In Patchett’s book the story is relocated to an unnamed country and focuses on a birthday party thrown at the vice president’s home for the chairman of a major Japanese electronics company called Nansei. Key characters include Nansei chairman, Katsumi Hosokawa, his translator, Gen, and renowned American soprano, Roxanne Coss.
There have been rumblings about attempts at bringing the tale to the big screen, but clearly nothing’s come to fruition. However, hopefully that’ll change with Paul Weitz on the job. While discussing his upcoming release, “Admission,” Weitz noted that he’s already working on a new venture, his adaptation of the only book I read cover to cover in high school, “Bel Canto.”
Check out what Weitz had to say about the status of the project below and keep an eye out for our full interview with the director when “Admission” hits theaters in March.
Can you tell me about the current status of “Bel Canto?”
Paul Weitz: I’m just taking notes on it. There have been a lot of great directors attached to develop it. [Laughs] And there’s the producer, Caroline Baron and her husband, Anthony Weintraub, who produced “Capote.” I met her because she line produced the last couple of films I made, “Being Flynn” and this film. They sent me the book and I really had no particular intention of getting involved, but then I kept on thinking about it. I had actually read the book a few years ago and then I re-read it. The story is operatic in nature. It’s tragedy and love on a grand scale, and about human communality and the soul. Having said that, there’s no doubt massive traps in terms of an adaptation of it being bad [laughs]. When I adapt something, with that or with “Being Flynn,” I do my own index of the book. I read through the book on a page-by-page level and do an index, so I’m in that stage right now, so I’m just in the early stages of working on it.
Any ideas for it in terms of tone and scale yet?
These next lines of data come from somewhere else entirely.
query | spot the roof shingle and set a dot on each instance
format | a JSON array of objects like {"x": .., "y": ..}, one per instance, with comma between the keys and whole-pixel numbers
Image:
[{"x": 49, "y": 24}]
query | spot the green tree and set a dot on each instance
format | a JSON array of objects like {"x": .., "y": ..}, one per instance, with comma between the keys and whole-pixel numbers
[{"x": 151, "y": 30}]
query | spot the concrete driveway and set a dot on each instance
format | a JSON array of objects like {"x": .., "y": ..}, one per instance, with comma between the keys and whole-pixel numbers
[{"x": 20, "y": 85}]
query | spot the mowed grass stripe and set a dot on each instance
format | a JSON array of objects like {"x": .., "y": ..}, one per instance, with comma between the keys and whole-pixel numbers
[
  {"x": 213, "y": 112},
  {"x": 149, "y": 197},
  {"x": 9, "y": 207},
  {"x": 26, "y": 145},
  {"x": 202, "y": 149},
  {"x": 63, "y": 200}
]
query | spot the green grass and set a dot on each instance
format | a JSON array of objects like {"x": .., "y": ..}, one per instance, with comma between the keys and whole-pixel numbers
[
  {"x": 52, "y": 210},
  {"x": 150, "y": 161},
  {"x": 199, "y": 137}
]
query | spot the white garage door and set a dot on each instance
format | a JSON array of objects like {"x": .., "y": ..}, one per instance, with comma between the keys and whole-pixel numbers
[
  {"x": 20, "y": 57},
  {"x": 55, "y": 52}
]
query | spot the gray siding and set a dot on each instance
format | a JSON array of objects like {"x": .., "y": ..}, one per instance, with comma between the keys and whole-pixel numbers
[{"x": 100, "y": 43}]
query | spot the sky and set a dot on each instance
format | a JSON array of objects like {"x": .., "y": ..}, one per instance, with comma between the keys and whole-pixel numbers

Weitz: I thought “Lincoln” did a great job of telling a massive story, but being very compact and using scale in almost a theatrical style. With “Lincoln,” you don’t see him talking to a large group of people until the very end of the movie. It’s a very good decision filmically and it’s also less expensive. [Laughs] “Bel Canto” is all largely set in the vice president’s manor. In the book it’s an unnamed Latin American country. It’s based on a hostage situation in Peru, I believe. So it’s a little bit like a Buñuel movie where everybody’s trapped together and there’s a serialistic aspect to it. But so, in some ways, it lends itself to being done compactly. Also, I’m not deluding myself into thinking that anyone’s gonna give me a lot of money to make it.